With the continued focus by ASX on ‘ramping announcements’, listed companies should ensure they turn their minds to the appropriateness of announcements that do not clearly contain price sensitive information. While there will often be a range of legitimate reasons for making such announcements, careful consideration should be given to the language used, the timing and proximity to other announcements and the substance of the announcement.
For further information regarding disclosure obligations, please contact our team.
So having read this advice and communicated with Tony Dawe I can say that Brainchip having been made aware in discussions with the ASX that they are specifically watching technology stocks and they will come down very hard on what they consider to be 'ramping'. As a result Brainchip has taken the approach that it will only release on the ASX solid gold price sensitive announcements with real income presently attaching potential will not be enough.
The above advice explains the wisdom of taking this approach as even a marked 'non price sensitive' update such as we have formed a partnership with SiFive for example could be called out as ramping by the ASX.
Brainchip has taken the view that as a result of all of the attacks that it suffered and continues to suffer its Australian and International reputation at this critical point in its success trajectory would be significantly affected even by an enquiry from the ASX regarding an allegation to the effect that it was engaging in 'ramping.

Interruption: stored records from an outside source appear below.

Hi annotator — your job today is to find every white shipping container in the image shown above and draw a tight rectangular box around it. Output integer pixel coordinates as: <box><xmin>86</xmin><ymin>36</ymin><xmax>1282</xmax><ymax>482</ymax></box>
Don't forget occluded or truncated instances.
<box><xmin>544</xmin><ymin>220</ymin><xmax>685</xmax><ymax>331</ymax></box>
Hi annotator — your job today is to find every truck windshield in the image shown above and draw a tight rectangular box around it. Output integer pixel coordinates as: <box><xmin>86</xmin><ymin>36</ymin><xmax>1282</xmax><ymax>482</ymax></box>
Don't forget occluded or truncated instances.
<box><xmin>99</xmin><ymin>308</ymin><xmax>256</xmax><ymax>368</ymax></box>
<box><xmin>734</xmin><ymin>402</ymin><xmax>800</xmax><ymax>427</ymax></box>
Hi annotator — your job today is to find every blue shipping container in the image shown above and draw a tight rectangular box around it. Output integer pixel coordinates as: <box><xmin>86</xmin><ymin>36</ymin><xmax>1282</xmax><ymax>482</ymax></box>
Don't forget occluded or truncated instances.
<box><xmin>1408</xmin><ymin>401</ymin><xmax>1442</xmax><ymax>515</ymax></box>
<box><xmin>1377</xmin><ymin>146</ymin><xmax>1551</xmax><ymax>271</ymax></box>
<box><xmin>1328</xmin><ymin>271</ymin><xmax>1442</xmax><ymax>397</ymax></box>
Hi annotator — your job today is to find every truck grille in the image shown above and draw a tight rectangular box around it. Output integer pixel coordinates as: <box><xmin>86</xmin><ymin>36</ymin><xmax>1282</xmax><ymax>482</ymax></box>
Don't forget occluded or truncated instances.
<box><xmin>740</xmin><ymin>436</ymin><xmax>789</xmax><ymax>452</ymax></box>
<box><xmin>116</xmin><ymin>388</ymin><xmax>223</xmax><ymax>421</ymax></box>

Brainchip and those that control the levers clearly know they do not need to 'ramp' they are on the road to success and even though some short term pain might be encountered as a result of this approach, the company's future and its potential customer engagements are far too important to have their reputation tarnished by a 'ramping' allegation even if later found not to be proven.
I would now suggest that if you have not listened to the Rob Lincourt of DELL Technologies podcast you take the time to do so because he talks about the need for his industry which is Brainchip's industry to regain trust because of the errors that have occurred in the past with artificial intelligence and the general suspicion that exists across the market when Ai is mentioned.
The need for explainable Ai which I am sure you have read about and for trust in the automotive sector to gain the approval of Governments and politicians for autonomous driving approvals and supporting legislation requires Brainchip to have a squeaky clean reputation as any scandal could cause a potential partner to look elsewhere even if in doing so they give up the opportunity to be using the best technology.
So we have lots of things to thank the corrupt end of the share market for and this is but one more thing but in the end because we have the right people running the company we will come out on top in my opinion. By being ultra careful no mistakes or missteps can occur.
Please therefore in your dealings with Brainchip try to be understanding as to the tightrope they are walking with the absolute best interests of the company and shareholders always at the forefront of their thinking.